Our Christmas tree was a cedar or a pine tree brought in from a nearby wooded area in the woods near our house. In my earliest memories of our Christmas trees, (late 1920s) we decorated the tree with strings of popped corn, red and green roping bought from the General Store and saved from year to year. We also had “homemade” roping made of colored paper rings.
At Christmas we had red and green roping stretched from corner to corner across the ceiling, coming down into a swag with a large Christmas red paper bell attached in the center! It was the kind of bell that folded up and made a round bell when spread open.
I remember as a child, lying in bed on Christmas Eve, excitedly trying to go to sleep so it would be Christmas when I woke up.
One might think children in my day did not have as much reason to be excited about Christmas presents as children do today? Or perhaps they had more reason?
When I woke up, there would be a stocking (one of my knee stockings left on a chair beside my bed) filled with candy and raisins (dried on the stems), a large red apple and an orange. There would also be some stick candy and chocolate drops, walnuts, pecans and large Brazil nuts.
I might also receive a pair of warm gloves, a scarf or cap and a pair of roller skates. I loved skating and skating up and down the paved sidewalks was a common activity for children and youth. We had paved walkways in my town as everyone walked. The first paved roads are in my memory bank as the South began to recover enough to prepare roads for the few cars that were appearing in the mid 1930s.
We did not have bowls of fresh fruit and/or nuts on the table or in the fridge all the time as now. Of course, we had peaches, pears and country apples in season. But not large red “store bought” apples. Not oranges.
Oranges had to be shipped from Florida so were expensive and rare in the late ’20s and early ’30s. My mother told me how she and her little sisters would sit and eat their once-a-year orange and excitedly swap slices with one another.
Bishop Arthur Moore, a prominent Methodist bishop of my mother’s generation told “if one fell madly in love with a girl, he might share one piece of his Christmas orange with her.”

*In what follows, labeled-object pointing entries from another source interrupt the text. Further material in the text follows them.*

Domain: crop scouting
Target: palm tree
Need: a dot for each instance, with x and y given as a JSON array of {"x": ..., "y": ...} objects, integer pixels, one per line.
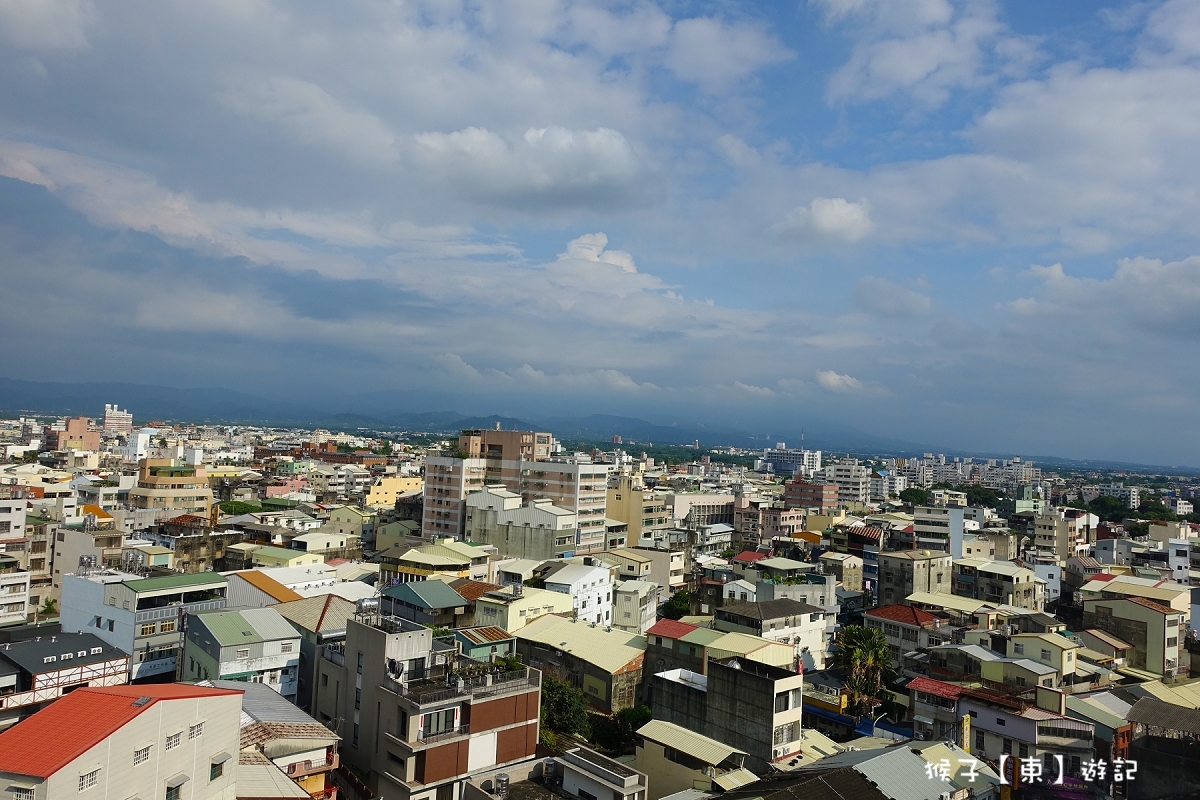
[{"x": 865, "y": 665}]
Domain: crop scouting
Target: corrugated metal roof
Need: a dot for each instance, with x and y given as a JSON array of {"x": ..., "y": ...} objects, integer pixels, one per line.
[
  {"x": 173, "y": 581},
  {"x": 609, "y": 650},
  {"x": 736, "y": 779},
  {"x": 688, "y": 741}
]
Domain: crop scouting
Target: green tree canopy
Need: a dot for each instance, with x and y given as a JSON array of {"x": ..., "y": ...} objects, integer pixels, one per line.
[
  {"x": 865, "y": 665},
  {"x": 563, "y": 708},
  {"x": 678, "y": 606}
]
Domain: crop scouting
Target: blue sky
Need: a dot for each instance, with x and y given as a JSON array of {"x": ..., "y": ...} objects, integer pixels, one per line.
[{"x": 970, "y": 224}]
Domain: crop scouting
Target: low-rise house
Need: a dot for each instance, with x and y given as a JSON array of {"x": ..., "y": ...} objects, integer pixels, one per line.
[
  {"x": 587, "y": 774},
  {"x": 906, "y": 629},
  {"x": 516, "y": 606},
  {"x": 275, "y": 731},
  {"x": 635, "y": 606},
  {"x": 485, "y": 643},
  {"x": 1155, "y": 631},
  {"x": 606, "y": 665},
  {"x": 319, "y": 620},
  {"x": 779, "y": 620},
  {"x": 40, "y": 671},
  {"x": 750, "y": 705},
  {"x": 138, "y": 615},
  {"x": 675, "y": 759},
  {"x": 127, "y": 741},
  {"x": 427, "y": 602},
  {"x": 253, "y": 645}
]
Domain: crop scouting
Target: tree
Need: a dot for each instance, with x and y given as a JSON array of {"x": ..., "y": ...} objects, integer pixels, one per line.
[
  {"x": 678, "y": 606},
  {"x": 865, "y": 665},
  {"x": 563, "y": 709}
]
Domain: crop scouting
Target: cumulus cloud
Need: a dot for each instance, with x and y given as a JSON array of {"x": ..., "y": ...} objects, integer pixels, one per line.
[
  {"x": 717, "y": 53},
  {"x": 882, "y": 296},
  {"x": 544, "y": 167},
  {"x": 924, "y": 48},
  {"x": 310, "y": 114},
  {"x": 838, "y": 383},
  {"x": 829, "y": 217},
  {"x": 46, "y": 25}
]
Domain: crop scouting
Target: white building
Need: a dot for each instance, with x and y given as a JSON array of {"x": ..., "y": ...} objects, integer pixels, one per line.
[
  {"x": 591, "y": 590},
  {"x": 157, "y": 740},
  {"x": 253, "y": 644}
]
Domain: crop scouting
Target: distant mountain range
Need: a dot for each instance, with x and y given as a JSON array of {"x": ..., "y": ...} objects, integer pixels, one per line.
[{"x": 226, "y": 405}]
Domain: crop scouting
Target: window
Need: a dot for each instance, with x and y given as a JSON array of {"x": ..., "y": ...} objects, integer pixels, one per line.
[{"x": 89, "y": 780}]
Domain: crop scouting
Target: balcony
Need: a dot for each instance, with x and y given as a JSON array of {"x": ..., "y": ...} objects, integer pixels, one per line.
[{"x": 300, "y": 769}]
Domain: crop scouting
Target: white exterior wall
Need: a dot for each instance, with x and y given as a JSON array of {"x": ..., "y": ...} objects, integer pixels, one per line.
[
  {"x": 114, "y": 756},
  {"x": 591, "y": 595}
]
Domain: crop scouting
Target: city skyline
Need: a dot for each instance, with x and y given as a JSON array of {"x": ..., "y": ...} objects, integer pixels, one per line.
[{"x": 964, "y": 224}]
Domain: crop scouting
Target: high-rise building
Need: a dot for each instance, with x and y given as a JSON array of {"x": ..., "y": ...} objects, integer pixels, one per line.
[{"x": 118, "y": 421}]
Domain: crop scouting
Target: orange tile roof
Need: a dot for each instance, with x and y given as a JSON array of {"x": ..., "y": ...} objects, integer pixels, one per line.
[
  {"x": 906, "y": 614},
  {"x": 264, "y": 582},
  {"x": 61, "y": 732}
]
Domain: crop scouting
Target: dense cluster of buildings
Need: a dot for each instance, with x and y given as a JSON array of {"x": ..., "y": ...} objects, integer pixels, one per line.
[{"x": 255, "y": 613}]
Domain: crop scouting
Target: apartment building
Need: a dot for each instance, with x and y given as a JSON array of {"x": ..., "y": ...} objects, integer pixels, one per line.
[
  {"x": 163, "y": 740},
  {"x": 1000, "y": 582},
  {"x": 905, "y": 572},
  {"x": 418, "y": 720},
  {"x": 1065, "y": 533},
  {"x": 853, "y": 481},
  {"x": 143, "y": 617},
  {"x": 118, "y": 420},
  {"x": 750, "y": 705},
  {"x": 516, "y": 528},
  {"x": 42, "y": 669},
  {"x": 810, "y": 495},
  {"x": 169, "y": 483},
  {"x": 256, "y": 645},
  {"x": 1152, "y": 630},
  {"x": 643, "y": 510},
  {"x": 906, "y": 629}
]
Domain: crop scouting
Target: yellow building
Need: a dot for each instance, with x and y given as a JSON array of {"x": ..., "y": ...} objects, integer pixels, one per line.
[
  {"x": 383, "y": 493},
  {"x": 514, "y": 607}
]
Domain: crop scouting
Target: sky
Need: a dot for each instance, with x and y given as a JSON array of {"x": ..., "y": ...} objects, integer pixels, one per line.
[{"x": 969, "y": 224}]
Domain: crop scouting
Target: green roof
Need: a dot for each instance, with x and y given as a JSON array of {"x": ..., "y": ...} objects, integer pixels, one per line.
[{"x": 175, "y": 581}]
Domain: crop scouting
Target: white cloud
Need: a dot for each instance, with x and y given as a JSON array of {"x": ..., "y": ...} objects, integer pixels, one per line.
[
  {"x": 544, "y": 166},
  {"x": 924, "y": 48},
  {"x": 46, "y": 25},
  {"x": 717, "y": 53},
  {"x": 829, "y": 217},
  {"x": 310, "y": 114},
  {"x": 882, "y": 296},
  {"x": 838, "y": 383}
]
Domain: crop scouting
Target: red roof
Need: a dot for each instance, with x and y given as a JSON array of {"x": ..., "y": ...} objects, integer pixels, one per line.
[
  {"x": 61, "y": 732},
  {"x": 936, "y": 687},
  {"x": 906, "y": 614},
  {"x": 671, "y": 629}
]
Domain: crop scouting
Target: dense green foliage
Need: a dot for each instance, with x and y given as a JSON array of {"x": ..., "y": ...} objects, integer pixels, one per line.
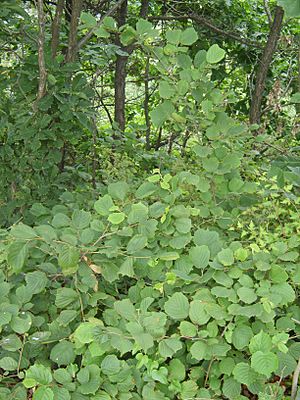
[{"x": 159, "y": 261}]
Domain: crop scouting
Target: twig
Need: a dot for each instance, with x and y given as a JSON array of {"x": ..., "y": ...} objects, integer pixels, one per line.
[
  {"x": 91, "y": 32},
  {"x": 295, "y": 381}
]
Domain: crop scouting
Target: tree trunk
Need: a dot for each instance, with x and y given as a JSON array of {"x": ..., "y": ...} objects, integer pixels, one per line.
[
  {"x": 72, "y": 40},
  {"x": 146, "y": 106},
  {"x": 121, "y": 64},
  {"x": 120, "y": 74},
  {"x": 41, "y": 54},
  {"x": 56, "y": 27},
  {"x": 264, "y": 65}
]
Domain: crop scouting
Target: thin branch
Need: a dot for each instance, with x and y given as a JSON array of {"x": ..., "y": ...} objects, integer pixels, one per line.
[
  {"x": 295, "y": 381},
  {"x": 56, "y": 27},
  {"x": 72, "y": 42},
  {"x": 206, "y": 23},
  {"x": 87, "y": 37},
  {"x": 41, "y": 55},
  {"x": 268, "y": 11}
]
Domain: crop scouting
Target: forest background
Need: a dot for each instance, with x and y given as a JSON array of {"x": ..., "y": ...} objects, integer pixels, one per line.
[{"x": 150, "y": 173}]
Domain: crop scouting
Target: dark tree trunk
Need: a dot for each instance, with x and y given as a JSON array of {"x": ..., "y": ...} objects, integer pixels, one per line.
[
  {"x": 120, "y": 74},
  {"x": 56, "y": 27},
  {"x": 41, "y": 54},
  {"x": 146, "y": 106},
  {"x": 121, "y": 64},
  {"x": 72, "y": 40},
  {"x": 264, "y": 65}
]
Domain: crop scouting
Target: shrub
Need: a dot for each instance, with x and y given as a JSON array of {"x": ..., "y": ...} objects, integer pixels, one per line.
[{"x": 147, "y": 297}]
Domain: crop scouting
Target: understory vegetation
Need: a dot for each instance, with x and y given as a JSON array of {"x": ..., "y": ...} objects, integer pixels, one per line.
[{"x": 149, "y": 220}]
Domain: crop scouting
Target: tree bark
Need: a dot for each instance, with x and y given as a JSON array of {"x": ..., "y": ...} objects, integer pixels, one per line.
[
  {"x": 56, "y": 27},
  {"x": 121, "y": 64},
  {"x": 264, "y": 65},
  {"x": 146, "y": 106},
  {"x": 120, "y": 74},
  {"x": 41, "y": 53},
  {"x": 72, "y": 40}
]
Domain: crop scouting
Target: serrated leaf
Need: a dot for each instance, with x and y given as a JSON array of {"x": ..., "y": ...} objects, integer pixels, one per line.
[
  {"x": 81, "y": 219},
  {"x": 198, "y": 313},
  {"x": 215, "y": 54},
  {"x": 241, "y": 336},
  {"x": 118, "y": 190},
  {"x": 17, "y": 253},
  {"x": 161, "y": 113},
  {"x": 68, "y": 259},
  {"x": 8, "y": 364},
  {"x": 36, "y": 281},
  {"x": 198, "y": 350},
  {"x": 103, "y": 205},
  {"x": 231, "y": 388},
  {"x": 136, "y": 243},
  {"x": 188, "y": 37},
  {"x": 225, "y": 257},
  {"x": 264, "y": 363},
  {"x": 63, "y": 353},
  {"x": 199, "y": 256},
  {"x": 116, "y": 218},
  {"x": 177, "y": 307}
]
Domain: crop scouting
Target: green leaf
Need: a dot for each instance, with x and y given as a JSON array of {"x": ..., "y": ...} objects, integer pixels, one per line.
[
  {"x": 136, "y": 243},
  {"x": 173, "y": 36},
  {"x": 110, "y": 365},
  {"x": 138, "y": 213},
  {"x": 198, "y": 350},
  {"x": 65, "y": 296},
  {"x": 198, "y": 313},
  {"x": 88, "y": 19},
  {"x": 85, "y": 333},
  {"x": 161, "y": 113},
  {"x": 176, "y": 370},
  {"x": 128, "y": 35},
  {"x": 103, "y": 205},
  {"x": 116, "y": 218},
  {"x": 210, "y": 164},
  {"x": 145, "y": 190},
  {"x": 40, "y": 374},
  {"x": 247, "y": 295},
  {"x": 188, "y": 37},
  {"x": 187, "y": 329},
  {"x": 63, "y": 353},
  {"x": 36, "y": 281},
  {"x": 168, "y": 347},
  {"x": 231, "y": 388},
  {"x": 177, "y": 307},
  {"x": 17, "y": 253},
  {"x": 22, "y": 323},
  {"x": 215, "y": 54},
  {"x": 43, "y": 393},
  {"x": 8, "y": 364},
  {"x": 23, "y": 232},
  {"x": 89, "y": 378},
  {"x": 81, "y": 219},
  {"x": 225, "y": 257},
  {"x": 243, "y": 373},
  {"x": 126, "y": 309},
  {"x": 118, "y": 190},
  {"x": 166, "y": 91},
  {"x": 67, "y": 316},
  {"x": 241, "y": 336},
  {"x": 264, "y": 363},
  {"x": 199, "y": 256},
  {"x": 291, "y": 7},
  {"x": 260, "y": 342},
  {"x": 68, "y": 259}
]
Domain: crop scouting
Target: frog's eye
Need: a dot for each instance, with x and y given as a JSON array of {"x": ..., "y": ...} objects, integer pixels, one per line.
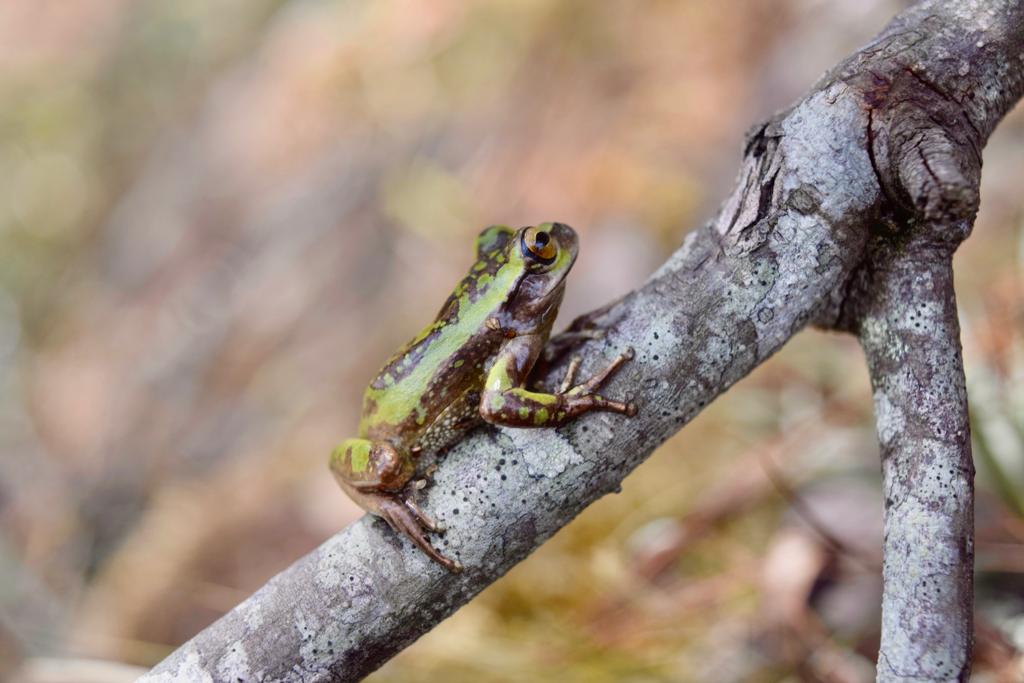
[{"x": 538, "y": 243}]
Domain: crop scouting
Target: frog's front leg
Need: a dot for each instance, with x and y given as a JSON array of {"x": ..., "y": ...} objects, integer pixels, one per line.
[
  {"x": 506, "y": 401},
  {"x": 374, "y": 473}
]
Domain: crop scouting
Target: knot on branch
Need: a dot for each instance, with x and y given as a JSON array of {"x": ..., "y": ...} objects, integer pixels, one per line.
[{"x": 925, "y": 148}]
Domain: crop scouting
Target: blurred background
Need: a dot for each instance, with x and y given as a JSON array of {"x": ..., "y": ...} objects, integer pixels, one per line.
[{"x": 218, "y": 219}]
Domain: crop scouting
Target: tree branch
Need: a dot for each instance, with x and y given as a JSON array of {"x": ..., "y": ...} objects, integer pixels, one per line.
[
  {"x": 911, "y": 339},
  {"x": 889, "y": 132}
]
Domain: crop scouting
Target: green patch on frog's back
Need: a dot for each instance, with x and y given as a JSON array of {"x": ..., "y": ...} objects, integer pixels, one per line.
[{"x": 401, "y": 391}]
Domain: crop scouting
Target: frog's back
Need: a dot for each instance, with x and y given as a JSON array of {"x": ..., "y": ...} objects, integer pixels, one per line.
[{"x": 445, "y": 361}]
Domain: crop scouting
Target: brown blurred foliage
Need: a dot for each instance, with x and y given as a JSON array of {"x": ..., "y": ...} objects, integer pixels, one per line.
[{"x": 217, "y": 219}]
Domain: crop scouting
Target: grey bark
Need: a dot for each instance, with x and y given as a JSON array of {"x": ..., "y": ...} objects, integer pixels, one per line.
[
  {"x": 860, "y": 173},
  {"x": 911, "y": 339}
]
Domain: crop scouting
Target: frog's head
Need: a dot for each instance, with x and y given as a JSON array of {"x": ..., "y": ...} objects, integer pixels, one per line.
[{"x": 546, "y": 252}]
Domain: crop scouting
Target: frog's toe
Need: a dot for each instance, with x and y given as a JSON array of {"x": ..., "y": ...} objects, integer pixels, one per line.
[{"x": 404, "y": 521}]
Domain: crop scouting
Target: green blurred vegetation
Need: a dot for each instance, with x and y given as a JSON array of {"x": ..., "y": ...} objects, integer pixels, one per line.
[{"x": 218, "y": 218}]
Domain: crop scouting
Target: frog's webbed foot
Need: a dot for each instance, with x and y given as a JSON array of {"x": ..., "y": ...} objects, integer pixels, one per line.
[
  {"x": 562, "y": 343},
  {"x": 407, "y": 518},
  {"x": 583, "y": 394}
]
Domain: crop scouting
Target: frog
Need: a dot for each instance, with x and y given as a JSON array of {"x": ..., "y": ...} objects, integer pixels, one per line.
[{"x": 470, "y": 366}]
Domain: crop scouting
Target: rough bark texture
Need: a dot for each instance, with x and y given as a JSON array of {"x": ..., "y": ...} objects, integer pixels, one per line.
[
  {"x": 827, "y": 195},
  {"x": 911, "y": 339}
]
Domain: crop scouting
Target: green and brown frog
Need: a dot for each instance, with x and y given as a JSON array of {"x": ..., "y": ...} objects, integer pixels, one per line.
[{"x": 471, "y": 364}]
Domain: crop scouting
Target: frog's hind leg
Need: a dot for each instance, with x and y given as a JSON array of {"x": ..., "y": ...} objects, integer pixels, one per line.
[{"x": 373, "y": 473}]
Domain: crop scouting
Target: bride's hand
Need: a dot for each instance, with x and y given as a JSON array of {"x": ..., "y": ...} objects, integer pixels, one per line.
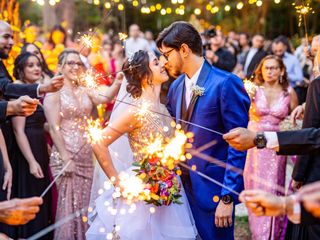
[
  {"x": 119, "y": 77},
  {"x": 71, "y": 167}
]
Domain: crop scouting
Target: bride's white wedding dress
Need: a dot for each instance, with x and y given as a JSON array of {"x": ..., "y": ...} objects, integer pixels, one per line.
[{"x": 167, "y": 222}]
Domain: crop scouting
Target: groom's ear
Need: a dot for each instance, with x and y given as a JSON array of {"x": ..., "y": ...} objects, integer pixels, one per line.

Cooking and sharing cakes was one of the Christmas traditions in our area. Mama always cooked a Japanese Fruit Cake. I do not have the recipe but the three cake layers would be put together with two fruit and nut layers.
Mama’s chocolate cake (still the best chocolate cake I have ever tasted) with her homemade fudge icing was my favorite. She made favorites for family members and friends including a coconut layer cake, an applesauce raisin cake, and several other kinds. Cakes were ready to be served when neighbors and friend dropped by for a Christmas visit.
Mama always cooked a hen with dressing and a ham for the Christmas Day dinner. Mama also cooked one turkey that I can remember. She bought the turkey alive (chickens were also bought alive in those days.)